第35回大会長 中村延江 桜美林大学
この度、日本自律訓練学会第35回大会のお世話をさせていただくことになりました。
本年は、シュルツ先生が1932年に「自律訓練法―集中性自己弛緩」を刊行されてから80年目になります。この名著が現在の自律訓練法の基礎であると言えると思います。
自律訓練法は、日本に導入されてから、さまざまな領域で用いられ発展してきましたが、特に心身医学の分野では、治療技法として用いられ、交流分析、行動療法(現在は認知行動療法)と並んで治療の3本柱として多くの症例に適用されてきています。
その効果は、臨床面、研究面で様々に実証されてきましたが、現在、脳科学も発展し、脳の機能を把握する技術も開発されてきています。その他の生理的指標も把握しやすくなることなどから、具体的な効果が実証されることも増えてきています。
そこで、今回、もう一度、自律訓練法施行による変化をいくつかの側面から確認し、自律訓練法施行の効果のエビデンスを検討してみたいと思っています。
また、自律訓練法は、心身に働きかける技法と言えますが、そのプロセスでイメージを用いることも多いと考えています。

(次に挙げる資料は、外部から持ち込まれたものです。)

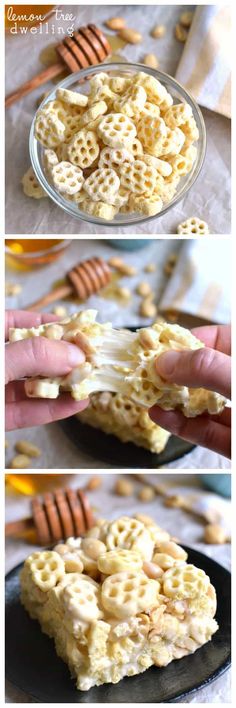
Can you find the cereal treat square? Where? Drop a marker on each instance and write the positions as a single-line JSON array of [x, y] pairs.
[[121, 362], [119, 600]]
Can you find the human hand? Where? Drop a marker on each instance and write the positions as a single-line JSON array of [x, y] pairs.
[[208, 368], [37, 357]]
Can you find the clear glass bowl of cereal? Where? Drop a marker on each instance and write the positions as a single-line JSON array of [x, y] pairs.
[[149, 138]]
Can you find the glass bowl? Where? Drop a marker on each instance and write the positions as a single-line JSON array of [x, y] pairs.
[[119, 69]]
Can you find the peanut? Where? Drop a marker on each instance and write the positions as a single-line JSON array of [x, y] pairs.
[[27, 448], [115, 23], [158, 31], [130, 36], [180, 33], [94, 483], [152, 570], [93, 547], [143, 289], [151, 60], [121, 266], [147, 308], [214, 533], [146, 494], [124, 488], [60, 311], [186, 18], [20, 462]]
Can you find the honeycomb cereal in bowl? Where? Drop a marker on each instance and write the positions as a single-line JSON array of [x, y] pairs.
[[129, 125], [133, 616]]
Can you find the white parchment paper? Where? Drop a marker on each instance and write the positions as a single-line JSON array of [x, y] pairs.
[[178, 523], [210, 196]]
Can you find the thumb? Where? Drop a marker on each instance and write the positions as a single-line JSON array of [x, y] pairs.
[[201, 368], [39, 356]]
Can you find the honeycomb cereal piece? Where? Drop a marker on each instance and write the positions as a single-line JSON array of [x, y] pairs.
[[48, 129], [130, 534], [128, 593], [138, 177], [194, 226], [114, 157], [120, 560], [136, 148], [185, 581], [117, 130], [151, 132], [177, 115], [149, 204], [31, 186], [99, 209], [67, 178], [83, 149], [47, 569], [102, 184], [132, 102], [80, 598], [50, 159], [72, 97], [190, 129], [98, 109]]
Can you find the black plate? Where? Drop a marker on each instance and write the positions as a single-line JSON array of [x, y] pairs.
[[33, 666], [109, 449]]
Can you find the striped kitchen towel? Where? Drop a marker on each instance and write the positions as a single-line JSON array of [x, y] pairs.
[[205, 65], [200, 284]]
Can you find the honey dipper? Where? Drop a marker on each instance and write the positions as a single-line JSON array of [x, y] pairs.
[[87, 47], [86, 278], [55, 516]]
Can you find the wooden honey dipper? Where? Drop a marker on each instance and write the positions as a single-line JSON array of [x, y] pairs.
[[55, 517], [87, 47], [86, 278]]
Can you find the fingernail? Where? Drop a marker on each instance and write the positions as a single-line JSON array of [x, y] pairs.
[[75, 355], [166, 363]]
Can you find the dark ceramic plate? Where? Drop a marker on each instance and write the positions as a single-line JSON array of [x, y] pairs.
[[109, 449], [33, 666]]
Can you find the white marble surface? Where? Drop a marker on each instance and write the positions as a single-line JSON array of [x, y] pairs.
[[210, 196], [58, 451], [186, 527]]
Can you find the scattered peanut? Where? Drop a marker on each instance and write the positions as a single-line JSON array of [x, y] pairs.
[[124, 488], [186, 18], [93, 547], [20, 462], [27, 448], [94, 483], [158, 31], [130, 36], [151, 60], [146, 494], [12, 289], [214, 533], [152, 570], [60, 311], [147, 308], [143, 289], [180, 33], [121, 266], [150, 268], [115, 23]]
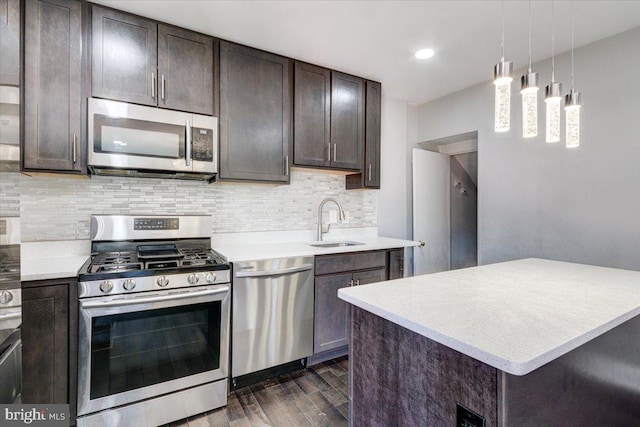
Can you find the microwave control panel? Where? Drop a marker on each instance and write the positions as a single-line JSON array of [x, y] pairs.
[[202, 144]]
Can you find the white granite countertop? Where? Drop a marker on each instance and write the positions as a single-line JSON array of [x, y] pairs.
[[62, 259], [246, 251], [515, 316], [52, 260]]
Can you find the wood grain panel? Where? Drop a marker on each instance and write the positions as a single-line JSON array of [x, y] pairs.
[[45, 341], [124, 54], [255, 114], [312, 115], [347, 121], [185, 60], [331, 317], [52, 84], [401, 378]]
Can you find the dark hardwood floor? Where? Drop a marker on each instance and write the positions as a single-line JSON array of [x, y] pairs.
[[316, 396]]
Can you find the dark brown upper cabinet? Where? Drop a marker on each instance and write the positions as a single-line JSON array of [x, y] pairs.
[[312, 115], [347, 121], [185, 69], [370, 175], [255, 114], [137, 60], [53, 86], [328, 118]]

そのイメージと脳の関係も研究されてきているようです。
そこで、今大会では、メインテーマを「自律訓練とイメージ」とし、「身体感覚イメージと脳」のタイトルで東京電機大学工学部教授月本洋先生に特別講演をお願いしました。さらに、自律訓練法施行による脳を含めた変化を検討するシンポジウムを組んでみました。
自律訓練法の元年とも言われるシュルツ先生の「自律訓練法」発刊の年から80年を迎えるにあたり、自律訓練法がさらに発展する機会になればと考えております。多くの先生方にご参加いただき、ご意見を頂ければと期待しております。
夏の終わり、初秋の頃ですが、勉学のシーズンの幕開けとして、沢山の方々のご参加をお待ちしております。
今回の会場は、日本大学文理学部の百年記念館を使わせていただきます。ご尽力くださいました日大の松野先生をはじめとし、さまざまな面でご協力くださいました先生方のお陰で何とか開催できるようになりました。心より感謝申し上げます。